Dialogue national sur la problématique de la mortalité maternelle, néonatale et infantile au Tchad
La situation actuelle de la mortalité maternelle au Tchad est alarmante (avec un taux de 860 décès pour 100.000 naissances vivantes en 2015 selon EDST-MICS-2015), le pays est parmi les 3 derniers en Afrique qui enregistrent les taux les plus élevés.
Les causes profondes sont attribuées au faible statut de la femme dans la société, la pauvreté, en particulier le manque d’autonomisation économique et socio-culturelle.

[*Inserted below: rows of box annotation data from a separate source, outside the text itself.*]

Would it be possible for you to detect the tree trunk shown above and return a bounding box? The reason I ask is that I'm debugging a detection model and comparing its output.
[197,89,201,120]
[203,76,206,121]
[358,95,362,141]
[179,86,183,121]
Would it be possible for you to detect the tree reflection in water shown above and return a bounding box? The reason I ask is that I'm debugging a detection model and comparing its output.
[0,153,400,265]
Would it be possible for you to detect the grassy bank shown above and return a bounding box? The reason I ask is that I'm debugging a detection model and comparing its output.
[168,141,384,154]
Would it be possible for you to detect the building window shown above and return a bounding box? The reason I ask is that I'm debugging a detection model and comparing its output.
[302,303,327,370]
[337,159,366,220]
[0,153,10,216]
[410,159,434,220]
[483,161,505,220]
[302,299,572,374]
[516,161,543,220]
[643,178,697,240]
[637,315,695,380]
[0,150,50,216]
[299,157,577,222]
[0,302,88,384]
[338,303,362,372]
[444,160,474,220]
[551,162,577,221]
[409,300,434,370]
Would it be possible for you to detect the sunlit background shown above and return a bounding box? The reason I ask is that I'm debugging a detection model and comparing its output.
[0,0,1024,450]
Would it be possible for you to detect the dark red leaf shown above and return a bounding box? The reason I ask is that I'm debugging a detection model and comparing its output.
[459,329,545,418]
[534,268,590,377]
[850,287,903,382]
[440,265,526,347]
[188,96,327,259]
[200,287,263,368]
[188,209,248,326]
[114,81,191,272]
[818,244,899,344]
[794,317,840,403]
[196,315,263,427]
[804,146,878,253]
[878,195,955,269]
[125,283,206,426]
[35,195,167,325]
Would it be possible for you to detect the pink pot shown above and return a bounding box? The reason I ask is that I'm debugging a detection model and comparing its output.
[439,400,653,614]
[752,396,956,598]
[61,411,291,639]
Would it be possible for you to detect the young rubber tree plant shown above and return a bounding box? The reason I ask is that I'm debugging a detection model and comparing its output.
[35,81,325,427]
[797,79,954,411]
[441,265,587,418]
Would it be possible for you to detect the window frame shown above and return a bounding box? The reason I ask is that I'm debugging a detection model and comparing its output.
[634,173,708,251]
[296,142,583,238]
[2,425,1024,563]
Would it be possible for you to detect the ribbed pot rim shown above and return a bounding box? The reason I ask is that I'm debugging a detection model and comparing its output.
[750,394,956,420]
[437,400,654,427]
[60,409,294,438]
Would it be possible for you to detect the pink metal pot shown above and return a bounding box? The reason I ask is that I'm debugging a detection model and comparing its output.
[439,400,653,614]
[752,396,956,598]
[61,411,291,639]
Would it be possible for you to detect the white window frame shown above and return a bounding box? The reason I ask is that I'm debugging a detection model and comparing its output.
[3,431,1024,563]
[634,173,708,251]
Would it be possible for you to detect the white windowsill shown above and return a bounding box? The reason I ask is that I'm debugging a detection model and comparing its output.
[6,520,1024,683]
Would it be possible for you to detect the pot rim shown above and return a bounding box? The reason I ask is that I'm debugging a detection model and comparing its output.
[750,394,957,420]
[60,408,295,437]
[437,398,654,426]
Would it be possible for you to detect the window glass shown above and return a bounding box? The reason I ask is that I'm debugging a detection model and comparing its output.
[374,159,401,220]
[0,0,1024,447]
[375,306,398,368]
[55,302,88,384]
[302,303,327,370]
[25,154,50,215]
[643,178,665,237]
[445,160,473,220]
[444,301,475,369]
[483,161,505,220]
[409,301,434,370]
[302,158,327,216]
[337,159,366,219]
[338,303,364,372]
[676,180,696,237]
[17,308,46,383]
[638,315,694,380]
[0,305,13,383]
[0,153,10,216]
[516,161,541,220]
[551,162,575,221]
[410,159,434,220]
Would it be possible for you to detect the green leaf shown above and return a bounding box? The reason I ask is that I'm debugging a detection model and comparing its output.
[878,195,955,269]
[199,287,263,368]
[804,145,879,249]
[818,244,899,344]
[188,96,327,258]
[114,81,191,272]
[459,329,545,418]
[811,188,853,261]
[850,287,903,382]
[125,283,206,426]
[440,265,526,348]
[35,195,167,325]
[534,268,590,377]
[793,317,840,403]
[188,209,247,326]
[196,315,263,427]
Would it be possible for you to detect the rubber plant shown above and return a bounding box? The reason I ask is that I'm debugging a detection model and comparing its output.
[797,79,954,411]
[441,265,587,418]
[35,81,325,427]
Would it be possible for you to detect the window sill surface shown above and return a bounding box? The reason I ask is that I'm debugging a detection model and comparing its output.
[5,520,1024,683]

A cela, s’ajoute le facteur lié à l’accessibilité géographique des formations sanitaires, l’insuffisance des infrastructures routières pour le déplacement des populations vers les établissements de santé. Les causes directes de ces décès maternels sont aussi connues ; il s’agit de l’hémorragie laquelle il y en plusieurs sortes et causes, de la prééclampsie et l’éclampsie, des avortements et des infections du post-partum.
Pour que le pays atteigne ses engagements en matière de réduction de la mortalité maternelle et néonatale et infantile ; il doit diminuer son taux des décès maternels de 15% par an ; des décès néonatals de 7 ,9% par an et infantiles de 5,8% par an. Actuellement, le taux de réduction des décès maternels est seulement de 2,2% ; et celui de la mortalité néonatale et infantile, respectivement à 2,3% et 1,7%.
Le dialogue national sur la problématique de la mortalité maternelle, néonatale et infantile, s’est déroulé du 28 mars au 1er avril 2022 à l’hôtel Radisson sous les hospices des hautes autorités du pays. Placé sous le haut patronage du Président du Conseil Militaire de Transition, Chef de l’Etat, Chef du Gouvernement du Tchad pour marquer la grandeur et surtout l’importance de cette assise. Au total, ce sont plus de 350 personnes qui ont pris part à ce dialogue (chefs traditionnels et religieux, les parlementaires, les gouverneurs des régions, la société civile et les PTFs). Des interventions sur les expériences et innovations en matière de la santé maternelle et infantile de certains pays de la région africaine ayant fait leurs preuves sur la réduction des décès maternels et infantiles ont été présentées.
Tous les sujets liés à la problématique dans le contexte Tchadien ont été évoqués et abordés. Des sujets qui jadis considérés comme tabous, tel que le mariage précoce, certaines pratiques néfastes pour les enfants telles que les scarifications des enfants malades par les marabouts pour les sauver des mauvais sorts, sources d’infections et complications mortelles chez les enfants ; le refus des femmes à fréquenter les formations sanitaires car pour la plupart d’entre elles, ont perdu leurs enfants pendant ou à la suite d’un accouchement pratiqué par des sages femmes ou matrones traitées à tort de « sorcières », etc..
Il est établi que la plupart des décès des femmes et des enfants au Tchad, surviennent dans la communauté. Les déterminants de la mortalité maternelle et infantile sont les facteurs sociaux culturels, l’analphabétisme, la pauvreté et le manque d’autonomisation des femmes Tchadiennes à décider et se prendre en charge pour les soins médicaux. Les prochaines étapes définies par les participants et le ministère de la santé sont les suivantes : 1. Rendre officiel le texte de la déclaration de Ndjamena sur les engagements en le soumettant à l’Assemblée nationale pour qu’il puisse être voté et mis en application ;2. Elaborer une feuille de route de recommandations ;3. Organiser une table ronde pour la mobilisation de ressources pour la mise en œuvre des recommandations.